Food companies have gotten very savvy with hiding sugar in their ingredients list on the packaging. There are more than 56 different names for sugar that can be listed on food labels. Common names that are more recognizable include sucrose or high-fructose corn syrup, but added sugars can be hidden under other names such as dextrose, maltose, or rice syrup, as well as many other lesser-known names.

Limiting Sugar

There are many ways you can reduce the amount of sugar in your diet. Doing so will not only reduce your total calories (and may lead to weight loss), but cutting back on sugary foods will also allow you to eat more nutritious foods that your body needs.

Tips for decreasing sugar in your diet:

Cut out the sugary drinks. Cut out soft drinks, sugary coffee drinks, energy drinks, and sports drinks, and instead, drink more water, or choose low-calorie drinks or low-fat milk.

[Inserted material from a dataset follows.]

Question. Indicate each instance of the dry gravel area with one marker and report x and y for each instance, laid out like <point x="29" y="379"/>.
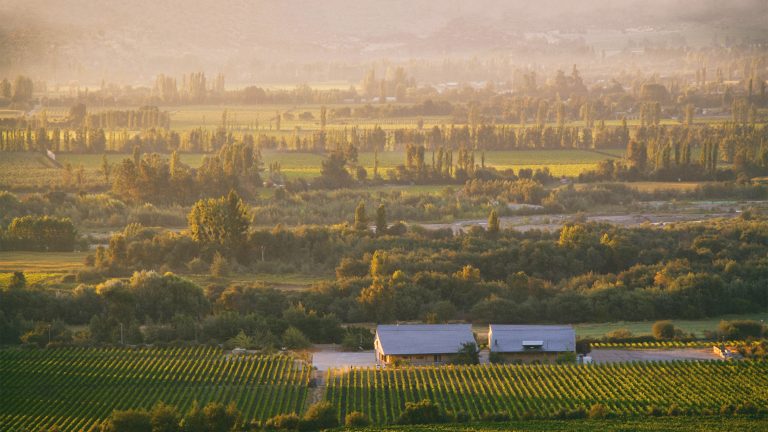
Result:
<point x="612" y="356"/>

Eat whole fruits instead of drinking fruit juice. If you do choose fruit juice, make sure it’s 100% juice with no added sugars.

Skip sugary breakfast cereals. There are plenty of cereals that are low in sugar and healthier for you. Or change up your breakfast routine and opt for low-fat yogurt with fruit, or whole-wheat toast with peanut butter and a banana.

Choose reduced-sugar jellies, jams, and syrups.

Avoid processed and packaged baked goods. Choose fresh fruit for dessert over cookies, cakes, pies, or ice cream. Also be careful of protein bars and granola bars that claim to be healthy—many are just glorified candy bars with the amount of sugar they contain.

Snack smart. Cut out packaged snacks like cookies or chips, and replace them with vegetables, fruits, nuts, low-fat yogurt or cheese, or whole-grain crackers.

Always read food labels! Refer to the list of hidden sugar names, and always read labels when buying packaged foods. Try to limit or avoid foods that contain added sugars.